# generate multiple classifier models for testing

Generate classifier models and pickle them under `/User/mlrun/models/<any>-classifier.cpkl`.

In principle, the pickle `load` method should give us a class instance that we can predict with.  This may not work in practice, and that is the purpose of this notebook, to figure out which models work, and which don't.  Several pickling packages will also be tested in case there are differences.

### _extensions_
* cpkl for `cloudpickle`
* pkl for `pickle`
* dpkl for `dill`...

**gbc model:** adapted from **[Probabilistic predictions with Gaussian process classification (GPC)](https://scikit-learn.org/stable/auto_examples/gaussian_process/plot_gpc.html#sphx-glr-auto-examples-gaussian-process-plot-gpc-py)**



In [1]:
%matplotlib inline

In [2]:
from cloudpickle import dump as cdump, load as cload
from pickle import dump as pdump, load as pload
from dill import dump as ddump, load as dload

In [3]:
import numpy as np

from matplotlib import pyplot as plt

from sklearn.metrics import accuracy_score, log_loss
from sklearn.datasets import make_classification
from sklearn.model_selection import train_test_split
from sklearn.gaussian_process import GaussianProcessClassifier
from sklearn.gaussian_process.kernels import RBF

In [4]:
n_samples = 1000
train_size = 0.7

X, y = make_classification(
    n_samples=n_samples,
    n_features=28, 
    random_state = 1)

xtrain, xtest, ytrain, ytest = train_test_split(X, y, test_size=1-train_size)

In [5]:
kernel = 1.0*RBF(length_scale=1.0)

clf = GaussianProcessClassifier(kernel=kernel, random_state=1)

In [6]:
clf.fit(xtrain, ytrain)

GaussianProcessClassifier(copy_X_train=True, kernel=1**2 * RBF(length_scale=1),
                          max_iter_predict=100, multi_class='one_vs_rest',
                          n_jobs=None, n_restarts_optimizer=0,
                          optimizer='fmin_l_bfgs_b', random_state=1,
                          warm_start=False)

In [7]:
accuracy =  accuracy_score(ytest, clf.predict(xtest))

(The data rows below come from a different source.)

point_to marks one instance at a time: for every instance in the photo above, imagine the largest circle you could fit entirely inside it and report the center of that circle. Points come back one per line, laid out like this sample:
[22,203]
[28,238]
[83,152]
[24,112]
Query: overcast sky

logloss = log_loss(ytest, clf.predict_proba(xtest)[:, 1])

In [8]:
cdump(clf, open('/User/mlrun/models/gpc-classifier.cpkl', 'wb'))

In [9]:
clf_loaded = cload(open('/User/mlrun/models/gpc-classifier.cpkl', 'rb'))

In [10]:
clf_loaded

GaussianProcessClassifier(copy_X_train=True, kernel=1**2 * RBF(length_scale=1),
                          max_iter_predict=100, multi_class='one_vs_rest',
                          n_jobs=None, n_restarts_optimizer=0,
                          optimizer='fmin_l_bfgs_b', random_state=1,
                          warm_start=False)

In [11]:
assert accuracy ==  accuracy_score(ytest, clf_loaded.predict(xtest))
assert logloss == log_loss(ytest, clf_loaded.predict_proba(xtest)[:, 1])

In [12]:
from sklearn.ensemble import AdaBoostClassifier

In [21]:
clf = AdaBoostClassifier(n_estimators=100, random_state=1)

In [22]:
clf.fit(xtrain, ytrain)

AdaBoostClassifier(algorithm='SAMME.R', base_estimator=None, learning_rate=1.0,
                   n_estimators=100, random_state=1)

In [23]:
cdump(clf, open('/User/mlrun/models/ada-classifier.cpkl', 'wb'))

In [24]:
clf_loaded = cload(open('/User/mlrun/models/ada-classifier.cpkl', 'rb'))

In [25]:
accuracy =  accuracy_score(ytest, clf.predict(xtest))

logloss = log_loss(ytest, clf.predict_proba(xtest)[:, 1])

In [26]:
assert accuracy ==  accuracy_score(ytest, clf_loaded.predict(xtest))
assert logloss == log_loss(ytest, clf_loaded.predict_proba(xtest)[:, 1])